Scott was also chosen by at least one voter for an outfield perch, but he was outpolled by two members of the current team. Both Nick Markakis and Adam Jones were selected to the All-Decade team, as was former Rule 5 Draft pick Jay Gibbons. B.J. Surhoff also received a vote, and Stetka noted that former franchise mainstay Brady Anderson only played two years in the decade.
Markakis, one of two position players on this list who were drafted and developed by the Orioles, was called "clearly the standout at the position" by Henneman. The former first-round Draft pick registered 704 hits, 77 home runs and 362 RBIs for Baltimore over the past four seasons, and his 51 outfield assists over that time ranks among the highest totals in the league.
Jones has have been with the Orioles for only two seasons, but he's already made his mark. Stetka noted that Jones was the only All-Star selection for a Baltimore outfielder last decade, and his Gold Glove was just the second in franchise history for an outfielder. The best is likely still to come for Jones, who may well vie with Markakis for this honor next decade.

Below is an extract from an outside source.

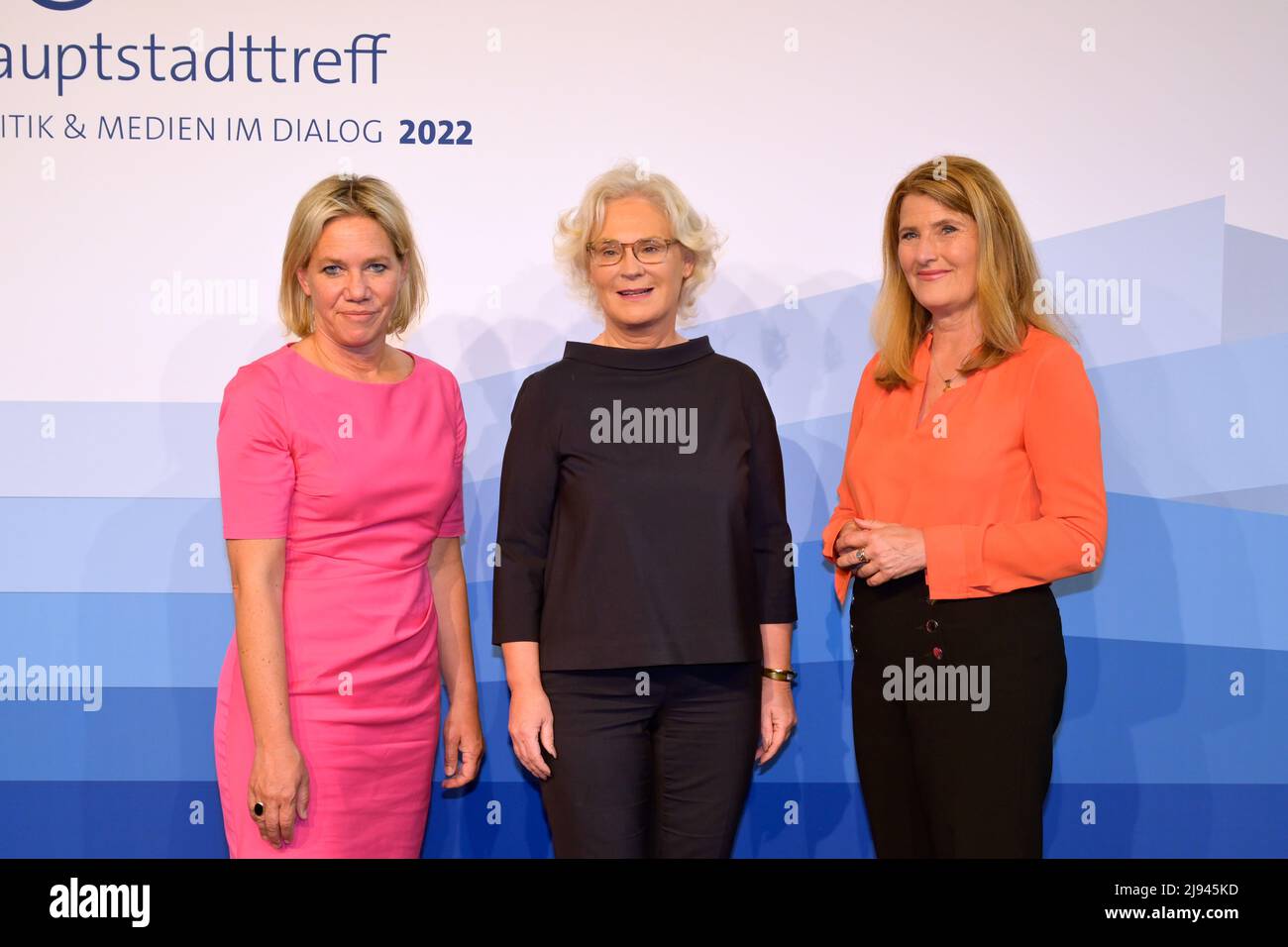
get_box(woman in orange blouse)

Gibbons played more games, hit more home runs and drove in more runs than any Baltimore outfielder during the decade, but he also saw quite a bit of time at DH. Gibbons had three 20-homer seasons for the Orioles in the past 10 years.

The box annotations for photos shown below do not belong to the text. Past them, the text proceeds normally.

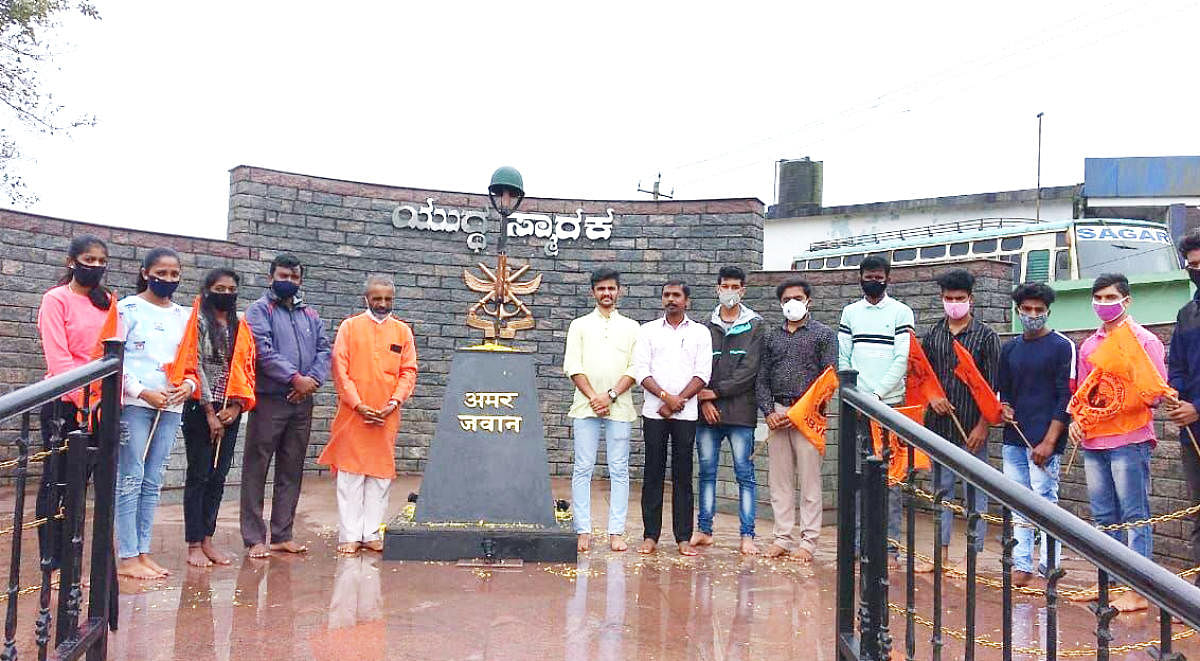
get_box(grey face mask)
[1016,312,1048,332]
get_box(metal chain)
[888,601,1196,659]
[0,443,67,470]
[888,537,1200,599]
[889,481,1200,531]
[0,507,64,536]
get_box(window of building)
[1000,236,1025,251]
[920,244,946,259]
[971,239,996,254]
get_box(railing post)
[859,457,892,660]
[834,369,858,659]
[88,339,125,661]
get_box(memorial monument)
[384,167,577,564]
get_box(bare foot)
[1067,585,1100,603]
[246,542,271,558]
[116,557,162,581]
[1112,590,1150,613]
[200,537,233,565]
[270,540,308,553]
[691,530,713,546]
[138,553,170,576]
[187,543,212,567]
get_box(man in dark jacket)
[241,254,330,558]
[1166,230,1200,585]
[691,266,762,554]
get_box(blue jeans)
[938,443,988,551]
[116,404,180,559]
[1002,445,1062,573]
[1084,441,1154,559]
[696,425,757,537]
[571,417,634,535]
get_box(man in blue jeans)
[691,266,763,555]
[563,269,640,552]
[996,282,1075,587]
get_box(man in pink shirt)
[1069,274,1166,612]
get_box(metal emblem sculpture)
[462,253,541,339]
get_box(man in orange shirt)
[317,275,416,553]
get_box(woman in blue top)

Picking a five-man rotation was perhaps the most difficult part of this all-decade team, and Stetka rattled off a litany of statistics that illustrate the point. Only four pitchers won at least 10 games and had a winning percentage higher than .500 during the decade, and two of them were relievers. There were only five other pitchers who won five games with a percentage over .500.

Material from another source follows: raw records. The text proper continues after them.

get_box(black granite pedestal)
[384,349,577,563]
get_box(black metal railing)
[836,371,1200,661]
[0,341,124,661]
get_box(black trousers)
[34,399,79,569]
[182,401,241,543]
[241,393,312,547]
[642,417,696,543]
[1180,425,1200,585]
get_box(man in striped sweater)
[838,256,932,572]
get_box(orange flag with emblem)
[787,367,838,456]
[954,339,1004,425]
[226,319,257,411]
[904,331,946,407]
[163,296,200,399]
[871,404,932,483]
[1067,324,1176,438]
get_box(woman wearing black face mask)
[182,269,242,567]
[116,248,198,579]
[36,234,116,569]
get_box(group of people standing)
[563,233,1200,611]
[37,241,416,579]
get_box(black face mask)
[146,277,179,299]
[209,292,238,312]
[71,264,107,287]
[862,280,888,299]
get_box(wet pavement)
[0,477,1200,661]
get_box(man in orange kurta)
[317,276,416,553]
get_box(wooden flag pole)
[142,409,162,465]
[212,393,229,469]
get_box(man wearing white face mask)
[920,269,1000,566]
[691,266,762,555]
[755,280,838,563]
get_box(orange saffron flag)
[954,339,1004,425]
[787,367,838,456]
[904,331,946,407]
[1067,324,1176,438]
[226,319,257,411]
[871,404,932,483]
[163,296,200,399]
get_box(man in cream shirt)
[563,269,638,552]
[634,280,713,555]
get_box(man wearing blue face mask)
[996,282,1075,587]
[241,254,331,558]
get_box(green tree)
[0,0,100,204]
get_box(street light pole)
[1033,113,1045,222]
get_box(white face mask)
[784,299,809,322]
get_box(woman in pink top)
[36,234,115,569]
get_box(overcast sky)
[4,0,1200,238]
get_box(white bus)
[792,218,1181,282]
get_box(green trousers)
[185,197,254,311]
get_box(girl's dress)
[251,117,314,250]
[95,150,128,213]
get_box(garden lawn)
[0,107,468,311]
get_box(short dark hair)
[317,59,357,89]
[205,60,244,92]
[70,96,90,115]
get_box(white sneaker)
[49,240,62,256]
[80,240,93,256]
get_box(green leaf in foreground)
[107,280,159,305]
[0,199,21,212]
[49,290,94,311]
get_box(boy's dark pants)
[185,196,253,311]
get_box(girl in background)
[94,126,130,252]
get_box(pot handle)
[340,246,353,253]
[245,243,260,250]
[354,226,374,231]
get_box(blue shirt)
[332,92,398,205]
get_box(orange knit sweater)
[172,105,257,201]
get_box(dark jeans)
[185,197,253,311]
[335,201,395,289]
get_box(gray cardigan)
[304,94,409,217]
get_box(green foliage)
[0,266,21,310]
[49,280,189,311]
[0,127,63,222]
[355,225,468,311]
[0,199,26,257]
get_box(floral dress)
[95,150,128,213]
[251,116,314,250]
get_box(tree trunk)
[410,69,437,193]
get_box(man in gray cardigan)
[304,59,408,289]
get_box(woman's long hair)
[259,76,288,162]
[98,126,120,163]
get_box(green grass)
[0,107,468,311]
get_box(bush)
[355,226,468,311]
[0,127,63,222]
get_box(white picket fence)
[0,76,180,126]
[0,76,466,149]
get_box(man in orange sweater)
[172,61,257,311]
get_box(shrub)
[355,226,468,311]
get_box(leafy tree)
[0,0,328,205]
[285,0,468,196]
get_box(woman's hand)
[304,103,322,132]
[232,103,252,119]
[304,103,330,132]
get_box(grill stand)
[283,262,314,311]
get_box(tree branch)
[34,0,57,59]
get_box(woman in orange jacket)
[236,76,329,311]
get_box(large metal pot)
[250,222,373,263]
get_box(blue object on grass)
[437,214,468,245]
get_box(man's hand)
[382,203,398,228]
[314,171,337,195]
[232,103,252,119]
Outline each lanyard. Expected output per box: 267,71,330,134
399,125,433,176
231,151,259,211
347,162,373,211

Three pitchers -- Rodrigo Lopez, Erik Bedard and Jeremy Guthrie -- showed up on all of the ballots. Henneman noted that Lopez had the best four-year stretch of the decade and wound up with a double-digit win total three times. Lopez went 60-58 with a 4.72 ERA for the Orioles, and Bedard went 40-34 with a 3.83 ERA during his five-year tenure with Baltimore.
Guthrie, the team's Opening Day starter in each of the past two seasons, has a 4.15 ERA in three years with Baltimore. Sidney Ponson and Daniel Cabrera both rounded out the list, but neither one was picked without reservations. Henneman noted that Ponson had two of the best years of the decade, and he said that Cabrera's enduring presence served as a tiebreaker.
Ponson and Cabrera logged the most years and ranked 1-2 in starts, 2-3 in wins and 1-3 in innings pitched for Baltimore, but Stetka took the opportunity to take a different tack. He nominated both Brian Matusz and Brad Bergesen for the team on the strength of one partial season, and he said he expects to see both as strong candidates in the next decade.
Things returned to a strong consensus in the bullpen, where B.J. Ryan was chosen as setup man and Jorge Julio as closer. Both Stetka and Hunter chose Julio, noting that his save-total (83) was unmatched over the decade. Chris Ray, Ryan and George Sherrill all had standout seasons as closer, and Henneman thought Sherrill's brief role was enough to be his choice.
Henneman noted that Ryan was perhaps the most dominant pitcher the Orioles had all decade, and Stetka pointed out that the southpaw averaged 70 games and held opponents to a .222 batting average in four seasons as the setup man.
Spencer Fordin is a reporter for MLB.com. This story was not subject to the approval of Major League Baseball or its clubs.